In view of the foregoing testimony I cannot summon the temerity to make a finding as to the strength of the tide, but shall base a decision on the theory that it did not exceed 1 knot an hour.
In any case it was not sufficient to force the Russell town down upon and across the bow of the L.I. float 22, and this is stated as finding (b).
The maneuver of the Chester and her floats to round the buoy at the northern edge of the Claremont Channel was not to be anticipated on The Russell, at the time when these two came into mutual sight, the destination of the former not being apparent. Nor is it seen why the turn should have as much as Dennen described it when he said it was not 'all the way straight up the river'. His probable course would only incline him enough to the north of Governor's Island to allow that the ebb tide should not deflect him below Buttermilk Channel, if that was his intermediate objective. The effort to interpret the turn that was made into such a maneuver as to put the Russell tow into an overtaking position, is less than convincing, and by a wide margin.
All that The Russell did was to hold her course and speed, which she was bound to do as the situation opened; she did not rest under any contrary compulsion by any maneuver of the Chester tow which has been convincingly demonstrated until it became evident that the latter's navigation was neither one thing nor the other; that is, she did not hold back to pass under the stern of the Russell tow, nor did she signal to ask the latter to forgo its privilege, nor did she turn as close to the buoy as her testimony was designed to establish. The Russell tow was far enough out into the waters north of the naval anchorage according to Dennen's own testimony, to enable even a 300 foot carfloat to be turned as desired, without fouling.
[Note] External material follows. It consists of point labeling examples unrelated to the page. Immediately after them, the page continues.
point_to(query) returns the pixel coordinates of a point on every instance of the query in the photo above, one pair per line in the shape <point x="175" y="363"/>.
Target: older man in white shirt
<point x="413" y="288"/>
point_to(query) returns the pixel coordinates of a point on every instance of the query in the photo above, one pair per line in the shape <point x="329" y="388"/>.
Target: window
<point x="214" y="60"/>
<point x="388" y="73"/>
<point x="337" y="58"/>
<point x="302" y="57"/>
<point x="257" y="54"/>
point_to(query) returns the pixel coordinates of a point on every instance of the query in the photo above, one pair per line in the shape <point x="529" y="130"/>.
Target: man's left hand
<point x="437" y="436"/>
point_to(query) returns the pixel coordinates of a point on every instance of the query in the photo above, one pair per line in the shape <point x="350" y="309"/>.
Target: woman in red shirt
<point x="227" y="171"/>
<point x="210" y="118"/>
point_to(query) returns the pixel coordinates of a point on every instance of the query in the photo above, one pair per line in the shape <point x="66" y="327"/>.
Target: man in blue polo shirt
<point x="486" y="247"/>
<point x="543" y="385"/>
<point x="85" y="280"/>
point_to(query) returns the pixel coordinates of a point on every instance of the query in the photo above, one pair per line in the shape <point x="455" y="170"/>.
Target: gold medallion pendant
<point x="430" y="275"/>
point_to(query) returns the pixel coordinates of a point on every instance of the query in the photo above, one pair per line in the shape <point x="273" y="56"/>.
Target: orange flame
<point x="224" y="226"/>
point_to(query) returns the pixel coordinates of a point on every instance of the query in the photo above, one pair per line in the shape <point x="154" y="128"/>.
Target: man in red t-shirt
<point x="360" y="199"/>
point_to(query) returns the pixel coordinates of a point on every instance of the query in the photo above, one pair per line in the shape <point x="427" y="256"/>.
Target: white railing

There was at least a lack of alertness in the pilot house of The Chester including the failure to post a look-out on the starboard float, once the Russell tow was observed; this leads to the conclusion presently held, that the navigator of The Chester was not equal to the requirements of the known situation. If the turning maneuver had been decided upon at once, it seems clear that the floatman would have been promptly posted to give proper signals in the process of its accomplishment. Instead, he (Folz) remained in the pilot house until the rounding of the buoy. He said that as his tow came out of Greenville Channel 'I spotted this Russell boat coming upstream, off our starboard hand, about five or six hundred years away.
'Then I didn't look around any more because I figured, well, the captain, he seen him and the other captain seen us.'
The inference would be permissible, although it is not put in the form of a finding, that the Chester's own account of the happening following the inception of litigation, was so confused that the original allegation in the petition to the effect that the Russell tow was first observed 'off the port bow' was not an inadvertent statement of the pleader.
From all the evidence it is concluded that the libelants have sustained the burden of proof, and that the impending petition has failed in that respect. The libelants may take the usual decree with costs, and the impending petition is dismissed without costs.